Notes On… Inside Out
I love Inside Out. Like, LOVE. IT. It’s not just a great movie; it’s a startlingly accurate, quietly profound look at how emotions work. As a therapist, I find myself referencing it all the time. There’s something about how it distills big, messy psychological truths into something simple, but not simplistic. Also? It gets me every time.
At its heart, Inside Out is about emotional integration. It shows us that all feelings, even the ones we’re usually told to shove aside, have value. Joy might be the glittering front-runner at the start, but by the end, we see what truly matters: Sadness. It’s Sadness that helps Riley feel seen. It’s Sadness that allows connection. That moment, when Riley finally cries and lets her parents in? That’s therapy, in miniature.
I can’t tell you how many clients come in wanting to “get rid of” their difficult emotions. They want to not feel angry, or anxious, or heartbroken anymore. But healing isn’t about elimination. It's about integration. Like the movie teaches us, joy without sadness isn’t real joy; it’s performance. Growth doesn’t happen by pushing feelings away; it happens when we learn to sit with them, understand them, and make space for them to coexist.

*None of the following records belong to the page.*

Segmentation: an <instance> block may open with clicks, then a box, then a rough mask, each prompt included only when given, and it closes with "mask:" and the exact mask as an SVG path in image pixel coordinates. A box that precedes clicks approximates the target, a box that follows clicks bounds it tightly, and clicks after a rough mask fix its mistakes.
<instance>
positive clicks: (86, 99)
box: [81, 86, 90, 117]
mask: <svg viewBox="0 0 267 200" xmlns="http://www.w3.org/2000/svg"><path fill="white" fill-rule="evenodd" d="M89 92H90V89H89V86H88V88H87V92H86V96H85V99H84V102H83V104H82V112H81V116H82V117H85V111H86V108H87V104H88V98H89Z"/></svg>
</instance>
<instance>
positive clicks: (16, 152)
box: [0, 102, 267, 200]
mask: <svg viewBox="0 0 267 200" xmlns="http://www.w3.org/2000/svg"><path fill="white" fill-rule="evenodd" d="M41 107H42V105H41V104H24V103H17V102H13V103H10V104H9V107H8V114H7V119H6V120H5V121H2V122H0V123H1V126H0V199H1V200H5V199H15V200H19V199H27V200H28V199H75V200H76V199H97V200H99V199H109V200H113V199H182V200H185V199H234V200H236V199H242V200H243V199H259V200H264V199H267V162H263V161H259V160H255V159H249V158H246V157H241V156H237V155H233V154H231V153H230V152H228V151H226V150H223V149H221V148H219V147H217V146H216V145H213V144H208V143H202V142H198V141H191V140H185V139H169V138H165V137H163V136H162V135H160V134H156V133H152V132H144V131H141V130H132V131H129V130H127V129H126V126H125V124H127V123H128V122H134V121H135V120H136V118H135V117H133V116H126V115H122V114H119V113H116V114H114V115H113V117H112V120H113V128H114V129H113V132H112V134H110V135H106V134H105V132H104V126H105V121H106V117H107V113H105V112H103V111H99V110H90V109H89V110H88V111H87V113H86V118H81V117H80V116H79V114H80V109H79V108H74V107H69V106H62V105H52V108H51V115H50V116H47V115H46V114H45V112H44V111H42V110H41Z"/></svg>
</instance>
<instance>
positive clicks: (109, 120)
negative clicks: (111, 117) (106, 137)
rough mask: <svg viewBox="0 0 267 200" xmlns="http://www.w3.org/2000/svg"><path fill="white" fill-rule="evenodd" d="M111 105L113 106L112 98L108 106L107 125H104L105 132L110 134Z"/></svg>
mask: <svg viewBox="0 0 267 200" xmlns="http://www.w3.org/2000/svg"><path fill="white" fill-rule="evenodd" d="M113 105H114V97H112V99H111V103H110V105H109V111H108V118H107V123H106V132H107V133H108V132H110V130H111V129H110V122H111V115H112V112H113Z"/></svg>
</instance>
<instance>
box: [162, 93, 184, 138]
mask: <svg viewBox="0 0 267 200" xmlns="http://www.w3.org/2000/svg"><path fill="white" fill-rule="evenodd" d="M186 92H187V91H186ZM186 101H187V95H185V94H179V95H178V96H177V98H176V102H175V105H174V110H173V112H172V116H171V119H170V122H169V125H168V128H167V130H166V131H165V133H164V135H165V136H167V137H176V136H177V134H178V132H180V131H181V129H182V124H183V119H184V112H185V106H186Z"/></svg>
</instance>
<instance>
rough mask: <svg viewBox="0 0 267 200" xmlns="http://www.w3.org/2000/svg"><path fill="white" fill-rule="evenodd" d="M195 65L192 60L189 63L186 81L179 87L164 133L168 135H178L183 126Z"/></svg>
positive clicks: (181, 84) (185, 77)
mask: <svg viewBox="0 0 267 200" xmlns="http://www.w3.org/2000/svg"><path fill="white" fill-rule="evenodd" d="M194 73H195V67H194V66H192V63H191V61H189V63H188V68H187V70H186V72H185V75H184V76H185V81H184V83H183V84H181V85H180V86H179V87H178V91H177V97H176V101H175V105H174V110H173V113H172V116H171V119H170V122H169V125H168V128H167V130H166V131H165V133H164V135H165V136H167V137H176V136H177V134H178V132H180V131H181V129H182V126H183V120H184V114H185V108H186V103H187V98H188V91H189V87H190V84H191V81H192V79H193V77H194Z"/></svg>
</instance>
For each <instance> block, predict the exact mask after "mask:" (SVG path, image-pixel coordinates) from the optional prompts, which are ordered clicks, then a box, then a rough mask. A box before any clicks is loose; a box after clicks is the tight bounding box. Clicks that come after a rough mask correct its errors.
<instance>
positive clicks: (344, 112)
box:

The film also hits another truth squarely: our core memories shape who we are. Watching Riley’s memories change in color, her personality “islands” shift, her sense of self expand, it’s basically the visual version of deep therapeutic work. We revisit old stories. We question them. Sometimes we rebuild from scratch. And often, we discover that what we thought was a weakness was actually a form of protection.
Honestly, I wish everyone would watch this movie. Kids. Adults. Everyone. It’s such a beautiful reminder that having hard feelings doesn’t make you broken. It makes you human. We don’t get to choose what emotions show up. But we do get to decide how we respond to them. And sometimes, the most courageous thing we can do is to stop pretending we're fine and let ourselves feel what hurts.
That’s the beginning of healing. Not fixing. Not suppressing. Just feeling fully and finding that we're still okay.